Politically, this is the best choice. It’s the anchor of the swing area in the swing state. A major convention could go a long way to rallying those pivotal I-4 corridor voters. But RNC leaders are reportedly concerned about holding a convention in hurricane alley in the middle of hurricane season. Their 2008 Minnesota convention was beleaguered by a storm bearing down on the Gulf Coast.
Florida and the greater southeast have plenty of Republican activists and volunteers who could work the event. Tampa has also been considered three times and was the runner-up in 2008, according to St. Pete’s Times political columnist Adam Smith. “Maybe the third time is the charm,” he recently blogged.
Arizona is one of those states that Democrats have been hoping will turn blue for about a decade, but one where realities have lagged behind expectations. Barack Obama surely would have made it competitive if homeboy John McCain wasn’t on the ballot, but the Grand Canyon State has still not purpled as quickly as neighboring New Mexico, Colorado and Nevada in downballot races.
Phoenix could easily hold the tens of thousands of visitors – its tourism and housing industries are struggling and space is readily available. It would soak up visitors. Two burning questions: What role does McCain play? And how much “rising from the ashes” rhetoric would we hear about the GOP?
Salt Lake City
Salt Lake City is the most conservative and most Republican of the three sites, even if it does have Democratic county and city mayors. It certainly wouldn’t be chosen to reach swing voters in a swing state, although it is in a swing region. Utah has some of the lowest unemployment in the nation, which is a theme that the GOP will surely play up and would provide a nice backdrop for the convention.

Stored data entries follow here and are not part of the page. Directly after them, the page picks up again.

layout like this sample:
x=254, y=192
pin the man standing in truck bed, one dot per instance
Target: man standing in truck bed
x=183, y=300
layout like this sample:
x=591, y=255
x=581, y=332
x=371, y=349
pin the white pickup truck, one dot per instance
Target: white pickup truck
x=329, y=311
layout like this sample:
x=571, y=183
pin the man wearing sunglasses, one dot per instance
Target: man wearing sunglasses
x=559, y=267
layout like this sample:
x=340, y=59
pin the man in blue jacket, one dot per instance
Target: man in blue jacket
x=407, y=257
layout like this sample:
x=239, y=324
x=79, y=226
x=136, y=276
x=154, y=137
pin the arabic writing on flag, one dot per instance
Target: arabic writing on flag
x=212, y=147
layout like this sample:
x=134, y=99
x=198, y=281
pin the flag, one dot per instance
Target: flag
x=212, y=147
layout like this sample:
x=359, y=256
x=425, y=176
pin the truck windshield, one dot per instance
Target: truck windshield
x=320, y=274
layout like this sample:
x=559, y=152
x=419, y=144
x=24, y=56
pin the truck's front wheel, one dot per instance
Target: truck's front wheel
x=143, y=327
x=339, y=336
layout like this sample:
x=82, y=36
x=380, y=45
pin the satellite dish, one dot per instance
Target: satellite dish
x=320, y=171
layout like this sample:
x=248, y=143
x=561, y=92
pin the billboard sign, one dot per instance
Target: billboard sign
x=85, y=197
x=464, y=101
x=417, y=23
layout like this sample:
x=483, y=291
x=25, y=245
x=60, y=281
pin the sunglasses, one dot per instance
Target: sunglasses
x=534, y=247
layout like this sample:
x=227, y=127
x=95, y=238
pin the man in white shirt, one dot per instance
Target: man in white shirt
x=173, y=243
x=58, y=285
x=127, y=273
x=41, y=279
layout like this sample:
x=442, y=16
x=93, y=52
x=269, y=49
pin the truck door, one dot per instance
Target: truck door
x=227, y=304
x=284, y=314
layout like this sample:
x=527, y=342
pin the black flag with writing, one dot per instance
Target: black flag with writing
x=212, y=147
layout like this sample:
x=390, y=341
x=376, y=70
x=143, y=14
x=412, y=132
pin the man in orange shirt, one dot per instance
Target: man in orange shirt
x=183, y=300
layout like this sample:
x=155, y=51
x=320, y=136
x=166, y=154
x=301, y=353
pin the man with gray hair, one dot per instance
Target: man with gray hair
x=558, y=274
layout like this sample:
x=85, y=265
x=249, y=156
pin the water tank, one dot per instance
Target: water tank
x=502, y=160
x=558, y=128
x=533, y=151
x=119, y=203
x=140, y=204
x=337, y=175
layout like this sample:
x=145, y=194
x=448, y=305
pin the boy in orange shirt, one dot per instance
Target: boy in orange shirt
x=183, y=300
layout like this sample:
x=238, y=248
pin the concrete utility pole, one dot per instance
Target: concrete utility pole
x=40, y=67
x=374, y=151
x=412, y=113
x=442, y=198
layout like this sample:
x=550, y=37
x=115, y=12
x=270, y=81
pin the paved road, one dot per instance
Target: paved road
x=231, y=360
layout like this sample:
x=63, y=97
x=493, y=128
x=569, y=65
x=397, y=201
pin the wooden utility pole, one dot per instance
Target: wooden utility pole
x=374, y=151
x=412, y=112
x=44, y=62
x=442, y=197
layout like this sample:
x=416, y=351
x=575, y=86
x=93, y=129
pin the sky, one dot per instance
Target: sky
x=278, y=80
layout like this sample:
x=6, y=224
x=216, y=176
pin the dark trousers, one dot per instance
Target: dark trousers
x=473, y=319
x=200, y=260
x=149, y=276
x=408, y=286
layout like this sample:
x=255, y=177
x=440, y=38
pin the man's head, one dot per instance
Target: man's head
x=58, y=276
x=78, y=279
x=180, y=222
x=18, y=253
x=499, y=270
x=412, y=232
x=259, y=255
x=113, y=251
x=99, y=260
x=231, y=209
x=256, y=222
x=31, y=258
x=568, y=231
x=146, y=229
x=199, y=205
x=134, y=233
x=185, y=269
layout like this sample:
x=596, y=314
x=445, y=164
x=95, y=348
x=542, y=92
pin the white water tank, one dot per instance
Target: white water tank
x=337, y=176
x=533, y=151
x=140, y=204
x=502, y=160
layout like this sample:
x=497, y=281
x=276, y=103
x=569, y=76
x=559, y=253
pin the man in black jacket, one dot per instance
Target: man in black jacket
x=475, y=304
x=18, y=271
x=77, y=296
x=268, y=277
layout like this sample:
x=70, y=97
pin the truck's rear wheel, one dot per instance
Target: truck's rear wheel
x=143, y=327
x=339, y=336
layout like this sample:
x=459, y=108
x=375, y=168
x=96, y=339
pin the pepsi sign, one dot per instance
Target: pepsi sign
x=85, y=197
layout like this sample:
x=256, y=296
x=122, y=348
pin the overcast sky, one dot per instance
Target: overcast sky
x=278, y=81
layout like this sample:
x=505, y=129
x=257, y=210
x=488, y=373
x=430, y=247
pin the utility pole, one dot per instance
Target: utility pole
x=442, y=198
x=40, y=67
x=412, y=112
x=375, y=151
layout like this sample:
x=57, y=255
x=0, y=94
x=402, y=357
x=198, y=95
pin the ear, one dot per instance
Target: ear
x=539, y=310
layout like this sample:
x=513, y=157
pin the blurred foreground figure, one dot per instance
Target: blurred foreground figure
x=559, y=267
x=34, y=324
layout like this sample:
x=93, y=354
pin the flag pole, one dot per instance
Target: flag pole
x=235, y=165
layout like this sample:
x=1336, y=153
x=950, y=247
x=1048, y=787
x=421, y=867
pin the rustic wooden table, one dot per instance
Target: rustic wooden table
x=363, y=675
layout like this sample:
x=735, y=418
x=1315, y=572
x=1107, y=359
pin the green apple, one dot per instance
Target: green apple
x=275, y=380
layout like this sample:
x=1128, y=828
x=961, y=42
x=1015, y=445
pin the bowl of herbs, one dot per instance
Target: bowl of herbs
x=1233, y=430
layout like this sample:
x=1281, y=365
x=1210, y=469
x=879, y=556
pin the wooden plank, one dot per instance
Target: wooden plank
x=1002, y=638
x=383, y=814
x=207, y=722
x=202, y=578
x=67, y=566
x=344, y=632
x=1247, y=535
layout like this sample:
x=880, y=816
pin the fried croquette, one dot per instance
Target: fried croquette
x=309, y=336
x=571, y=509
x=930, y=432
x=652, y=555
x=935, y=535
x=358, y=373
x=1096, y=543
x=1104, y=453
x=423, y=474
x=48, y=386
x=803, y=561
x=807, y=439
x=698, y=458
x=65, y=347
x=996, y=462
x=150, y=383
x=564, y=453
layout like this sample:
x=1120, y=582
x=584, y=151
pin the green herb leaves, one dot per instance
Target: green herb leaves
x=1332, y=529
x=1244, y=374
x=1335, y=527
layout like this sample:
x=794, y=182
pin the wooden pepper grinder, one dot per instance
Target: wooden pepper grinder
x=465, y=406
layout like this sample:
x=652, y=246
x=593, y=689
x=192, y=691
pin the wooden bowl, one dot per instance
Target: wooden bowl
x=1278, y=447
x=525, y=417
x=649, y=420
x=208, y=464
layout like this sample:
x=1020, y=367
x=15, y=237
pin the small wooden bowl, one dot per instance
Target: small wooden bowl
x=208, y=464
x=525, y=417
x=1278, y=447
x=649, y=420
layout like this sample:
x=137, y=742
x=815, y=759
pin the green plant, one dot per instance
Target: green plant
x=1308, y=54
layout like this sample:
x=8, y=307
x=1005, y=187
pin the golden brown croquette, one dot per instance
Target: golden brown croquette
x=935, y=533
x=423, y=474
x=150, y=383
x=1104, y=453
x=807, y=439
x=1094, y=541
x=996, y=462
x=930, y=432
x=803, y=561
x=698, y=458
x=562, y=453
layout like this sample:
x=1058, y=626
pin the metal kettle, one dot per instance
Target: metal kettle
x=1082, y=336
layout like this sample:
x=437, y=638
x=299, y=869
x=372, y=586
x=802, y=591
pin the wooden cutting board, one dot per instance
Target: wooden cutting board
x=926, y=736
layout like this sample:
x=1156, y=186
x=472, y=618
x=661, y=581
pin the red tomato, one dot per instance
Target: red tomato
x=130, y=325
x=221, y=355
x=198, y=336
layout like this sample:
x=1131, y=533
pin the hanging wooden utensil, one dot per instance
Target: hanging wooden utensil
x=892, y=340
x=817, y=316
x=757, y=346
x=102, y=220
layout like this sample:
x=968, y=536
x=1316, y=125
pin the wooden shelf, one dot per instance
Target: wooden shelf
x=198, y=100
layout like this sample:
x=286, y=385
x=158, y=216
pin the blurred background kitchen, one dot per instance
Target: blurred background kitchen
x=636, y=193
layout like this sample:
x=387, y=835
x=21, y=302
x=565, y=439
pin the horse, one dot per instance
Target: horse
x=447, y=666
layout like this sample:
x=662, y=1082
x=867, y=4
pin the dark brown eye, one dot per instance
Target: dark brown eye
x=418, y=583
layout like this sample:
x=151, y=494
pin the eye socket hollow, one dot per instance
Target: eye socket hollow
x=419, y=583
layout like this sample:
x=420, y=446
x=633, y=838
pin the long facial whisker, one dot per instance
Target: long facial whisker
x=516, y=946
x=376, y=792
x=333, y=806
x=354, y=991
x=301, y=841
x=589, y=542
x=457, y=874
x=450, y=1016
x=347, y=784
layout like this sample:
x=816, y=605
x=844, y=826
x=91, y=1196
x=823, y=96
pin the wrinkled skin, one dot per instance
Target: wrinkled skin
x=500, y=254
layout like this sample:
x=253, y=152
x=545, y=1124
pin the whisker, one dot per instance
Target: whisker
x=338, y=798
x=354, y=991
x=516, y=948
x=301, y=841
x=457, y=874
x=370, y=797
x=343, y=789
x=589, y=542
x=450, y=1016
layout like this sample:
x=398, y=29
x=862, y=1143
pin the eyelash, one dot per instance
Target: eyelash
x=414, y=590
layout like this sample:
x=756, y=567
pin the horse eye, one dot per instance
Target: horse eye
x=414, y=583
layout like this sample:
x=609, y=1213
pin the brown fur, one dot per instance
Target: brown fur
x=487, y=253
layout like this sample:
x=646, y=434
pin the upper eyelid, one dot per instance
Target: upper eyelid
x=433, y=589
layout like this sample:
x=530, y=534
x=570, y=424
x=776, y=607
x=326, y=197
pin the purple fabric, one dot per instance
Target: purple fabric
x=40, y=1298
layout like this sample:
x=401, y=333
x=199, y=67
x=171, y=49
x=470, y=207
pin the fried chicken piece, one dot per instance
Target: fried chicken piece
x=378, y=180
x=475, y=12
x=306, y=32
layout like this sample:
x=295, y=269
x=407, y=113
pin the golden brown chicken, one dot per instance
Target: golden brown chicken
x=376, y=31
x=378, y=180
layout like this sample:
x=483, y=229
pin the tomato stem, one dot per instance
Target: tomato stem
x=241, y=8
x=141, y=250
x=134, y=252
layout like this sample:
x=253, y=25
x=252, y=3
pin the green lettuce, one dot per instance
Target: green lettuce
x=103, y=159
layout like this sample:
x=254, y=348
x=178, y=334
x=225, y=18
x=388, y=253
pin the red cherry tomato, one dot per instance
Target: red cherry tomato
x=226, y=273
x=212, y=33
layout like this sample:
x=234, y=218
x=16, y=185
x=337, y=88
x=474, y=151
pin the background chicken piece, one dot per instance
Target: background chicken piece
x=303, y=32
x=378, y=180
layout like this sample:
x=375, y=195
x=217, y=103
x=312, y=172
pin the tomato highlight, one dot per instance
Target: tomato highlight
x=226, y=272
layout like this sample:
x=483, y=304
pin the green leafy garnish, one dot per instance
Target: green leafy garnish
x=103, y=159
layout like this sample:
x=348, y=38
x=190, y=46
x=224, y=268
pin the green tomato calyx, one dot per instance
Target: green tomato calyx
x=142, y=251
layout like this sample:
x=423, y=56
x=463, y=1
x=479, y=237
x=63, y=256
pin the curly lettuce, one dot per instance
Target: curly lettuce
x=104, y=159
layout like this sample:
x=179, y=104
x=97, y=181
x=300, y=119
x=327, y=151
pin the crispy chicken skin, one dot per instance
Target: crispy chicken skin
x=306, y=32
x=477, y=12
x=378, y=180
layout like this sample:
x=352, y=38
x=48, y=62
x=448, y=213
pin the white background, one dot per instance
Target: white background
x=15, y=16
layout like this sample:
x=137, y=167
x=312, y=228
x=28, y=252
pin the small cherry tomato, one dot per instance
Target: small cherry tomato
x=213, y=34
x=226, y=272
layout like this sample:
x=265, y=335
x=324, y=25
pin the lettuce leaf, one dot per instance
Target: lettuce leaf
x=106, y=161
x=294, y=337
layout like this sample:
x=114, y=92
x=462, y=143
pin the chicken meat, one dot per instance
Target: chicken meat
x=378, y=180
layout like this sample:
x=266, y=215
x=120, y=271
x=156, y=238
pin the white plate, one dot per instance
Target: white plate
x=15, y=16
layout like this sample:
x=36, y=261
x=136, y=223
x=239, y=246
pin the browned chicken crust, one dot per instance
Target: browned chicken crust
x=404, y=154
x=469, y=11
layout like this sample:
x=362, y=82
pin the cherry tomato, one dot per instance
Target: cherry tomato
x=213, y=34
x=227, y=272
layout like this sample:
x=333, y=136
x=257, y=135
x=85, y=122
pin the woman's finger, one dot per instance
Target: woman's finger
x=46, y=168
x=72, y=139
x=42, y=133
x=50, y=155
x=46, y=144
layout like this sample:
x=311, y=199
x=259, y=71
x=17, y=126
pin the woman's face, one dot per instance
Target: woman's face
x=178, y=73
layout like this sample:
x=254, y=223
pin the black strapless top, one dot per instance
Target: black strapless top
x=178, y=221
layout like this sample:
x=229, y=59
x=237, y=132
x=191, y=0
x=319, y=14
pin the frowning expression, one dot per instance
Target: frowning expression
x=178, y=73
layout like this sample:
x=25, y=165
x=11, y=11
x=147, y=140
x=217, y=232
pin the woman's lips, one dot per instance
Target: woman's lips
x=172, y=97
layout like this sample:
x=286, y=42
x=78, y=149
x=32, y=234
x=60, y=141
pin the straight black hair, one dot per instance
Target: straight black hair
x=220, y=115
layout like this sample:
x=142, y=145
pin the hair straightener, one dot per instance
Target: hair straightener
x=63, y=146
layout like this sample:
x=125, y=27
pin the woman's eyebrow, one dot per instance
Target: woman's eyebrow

The state also proved through the 2002 Olympics that it can successfully handle a major event. But on a similar note, “We all know there’s somebody who’s tied to Utah that may be in the race in 2012,” Jeffrey Hartley, a member of the committee to recruit the convention, hinted to the Deseret News about Mitt Romney. “That may help or it may hurt Utah’s chances.”
The wild card: Despite Utah’s strong family structure, low divorce rates and low abortion rates, how would the Pat Robertsons feel in the land of LDS?
Reid Wilson reports that Houston is also in the mix. Good: Strong economy; conservative, pro-business and pro-family culture; able to handle large influxes of people. Bad: The Bushes; swampy climate; reinforces cowboy Republicanism of Bush era.
In 2008, Democrats chose Denver for geographic reasons. It both signaled their commitment to putting the Mountain West into play and also helped fire up 80,000 supporters in a swing state through a rousing night at Invesco Field. In 2004, Republicans chose to focus on imagery rather than electoral geography by choosing New York City. It reinforced their message of security by invoking images of 9/11.
Republicans could take a similar approach in 2012 and choose Salt Lake City. It’s the best-managed of the three cities and has a strong economy in a time when the economy is everything. Of course, Utah isn’t a swing state, but then again, the GOP has never held a convention in the Mountain West and they’re sliding in the region. It’s also a state that projects a pro-business, pro-family image (besides a few bad apples), and the weather there is much better mid-summer than sweltering Phoenix or swampy Tampa.
Tampa and Phoenix are economic basket cases and the poster children for the 2005-07 era of Sun Belt fictitious housing wealth – “stucco ghettos of the 21st century,” as AP columnist Todd Lewin put it. Florida and Arizona are also states with contentious and bitter GOP primaries right now that could divide activists for the next couple of years.
Salt Lake is their best choice. Ultimately the question comes down to what aspect of the state weighs heavier in their decision: The strength of Utah’s economy, or the uneasiness many conservatives have with its religious culture. Perhaps that’s a bigger question that party needs to answer.